We savor each unmarried drop of this curry. EVERY DROP. On a mattress of white rice (or any rice/grain of your liking), you’ll let this heavenly coconut curry sauce get totally sopped up.
With boneless, skinless hen thighs and a few hearty veggies (be happy to throw in the entire lingering refrigerator veggies as wanted – mushrooms, snap peas, broccoli, inexperienced beans, and so on.), this comes in combination lightening rapid. And the completing touches of the freshly squeezed lime juice, cilantro, and Thai basil leaves merely takes this to the following stage.

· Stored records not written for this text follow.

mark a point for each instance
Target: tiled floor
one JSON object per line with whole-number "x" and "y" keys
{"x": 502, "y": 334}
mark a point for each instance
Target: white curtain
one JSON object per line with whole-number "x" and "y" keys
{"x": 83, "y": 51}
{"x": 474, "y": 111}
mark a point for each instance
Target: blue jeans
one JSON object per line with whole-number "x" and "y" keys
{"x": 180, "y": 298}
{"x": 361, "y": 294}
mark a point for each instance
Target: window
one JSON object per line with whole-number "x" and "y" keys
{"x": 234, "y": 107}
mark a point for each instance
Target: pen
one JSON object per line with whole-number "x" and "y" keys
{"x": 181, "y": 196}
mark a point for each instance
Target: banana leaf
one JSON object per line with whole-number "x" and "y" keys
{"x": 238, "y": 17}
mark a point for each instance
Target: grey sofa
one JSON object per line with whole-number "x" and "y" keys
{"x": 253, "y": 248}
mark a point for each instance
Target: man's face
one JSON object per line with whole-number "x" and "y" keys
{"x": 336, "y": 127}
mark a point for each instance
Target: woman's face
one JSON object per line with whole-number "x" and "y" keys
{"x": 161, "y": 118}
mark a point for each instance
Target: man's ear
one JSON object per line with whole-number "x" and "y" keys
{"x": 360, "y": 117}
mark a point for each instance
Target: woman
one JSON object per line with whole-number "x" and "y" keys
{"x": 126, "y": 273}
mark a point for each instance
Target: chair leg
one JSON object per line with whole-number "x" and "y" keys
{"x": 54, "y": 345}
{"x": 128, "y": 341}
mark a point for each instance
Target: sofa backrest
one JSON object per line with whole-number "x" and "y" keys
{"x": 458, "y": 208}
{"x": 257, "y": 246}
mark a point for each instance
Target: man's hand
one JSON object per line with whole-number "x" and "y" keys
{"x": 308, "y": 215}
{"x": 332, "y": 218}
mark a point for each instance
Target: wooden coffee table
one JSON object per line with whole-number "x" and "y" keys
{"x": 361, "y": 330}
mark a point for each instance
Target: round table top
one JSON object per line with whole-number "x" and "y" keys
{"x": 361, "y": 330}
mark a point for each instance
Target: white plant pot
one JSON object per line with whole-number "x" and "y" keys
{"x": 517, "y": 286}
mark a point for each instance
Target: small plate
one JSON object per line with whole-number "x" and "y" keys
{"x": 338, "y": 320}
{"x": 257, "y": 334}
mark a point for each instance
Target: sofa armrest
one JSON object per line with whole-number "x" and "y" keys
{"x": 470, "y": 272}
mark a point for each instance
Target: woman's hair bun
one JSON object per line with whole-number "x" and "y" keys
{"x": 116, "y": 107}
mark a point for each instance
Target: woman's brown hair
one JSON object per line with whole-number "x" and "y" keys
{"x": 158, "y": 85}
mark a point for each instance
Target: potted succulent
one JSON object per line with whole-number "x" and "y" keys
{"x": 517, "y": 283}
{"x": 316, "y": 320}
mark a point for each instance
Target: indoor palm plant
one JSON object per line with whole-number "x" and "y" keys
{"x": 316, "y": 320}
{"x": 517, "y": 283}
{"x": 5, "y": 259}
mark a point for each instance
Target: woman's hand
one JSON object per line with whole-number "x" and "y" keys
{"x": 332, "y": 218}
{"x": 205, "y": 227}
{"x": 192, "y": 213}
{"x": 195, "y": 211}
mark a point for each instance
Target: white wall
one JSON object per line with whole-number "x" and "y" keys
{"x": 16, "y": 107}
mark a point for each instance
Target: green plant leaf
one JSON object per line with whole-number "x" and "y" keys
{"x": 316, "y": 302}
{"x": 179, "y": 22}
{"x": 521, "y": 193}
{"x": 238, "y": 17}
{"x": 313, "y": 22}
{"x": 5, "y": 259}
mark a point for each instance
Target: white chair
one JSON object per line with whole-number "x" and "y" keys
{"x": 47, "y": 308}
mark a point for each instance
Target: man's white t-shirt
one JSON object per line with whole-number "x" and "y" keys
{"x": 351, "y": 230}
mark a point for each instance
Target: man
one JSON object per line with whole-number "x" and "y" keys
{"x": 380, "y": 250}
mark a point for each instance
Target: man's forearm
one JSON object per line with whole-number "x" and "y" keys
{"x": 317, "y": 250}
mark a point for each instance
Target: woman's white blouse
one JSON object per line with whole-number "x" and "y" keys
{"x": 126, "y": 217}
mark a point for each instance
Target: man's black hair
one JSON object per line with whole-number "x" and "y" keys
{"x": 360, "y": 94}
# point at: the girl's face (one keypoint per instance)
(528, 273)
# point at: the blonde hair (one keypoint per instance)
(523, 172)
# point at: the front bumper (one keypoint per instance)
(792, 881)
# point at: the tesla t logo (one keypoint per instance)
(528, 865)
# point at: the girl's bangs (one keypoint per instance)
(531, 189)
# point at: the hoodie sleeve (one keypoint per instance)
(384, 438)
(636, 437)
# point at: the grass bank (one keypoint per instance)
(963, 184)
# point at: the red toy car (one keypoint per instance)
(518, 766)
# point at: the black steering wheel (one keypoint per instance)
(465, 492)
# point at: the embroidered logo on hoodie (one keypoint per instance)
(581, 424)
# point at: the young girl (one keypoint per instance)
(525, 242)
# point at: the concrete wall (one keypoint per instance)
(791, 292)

Serve over rice, over noodles, over the entire issues.
TOOLS FOR THIS RECIPE
CAN I USE CHICKEN BREASTS?
Sure, hen breasts can completely be used right here however hen thighs have extra darkish meat and the next fats content material which is able to yield juicier, extra flavorful hen.
WHAT BRAND OF RED CURRY PASTE DO YOU RECOMMEND?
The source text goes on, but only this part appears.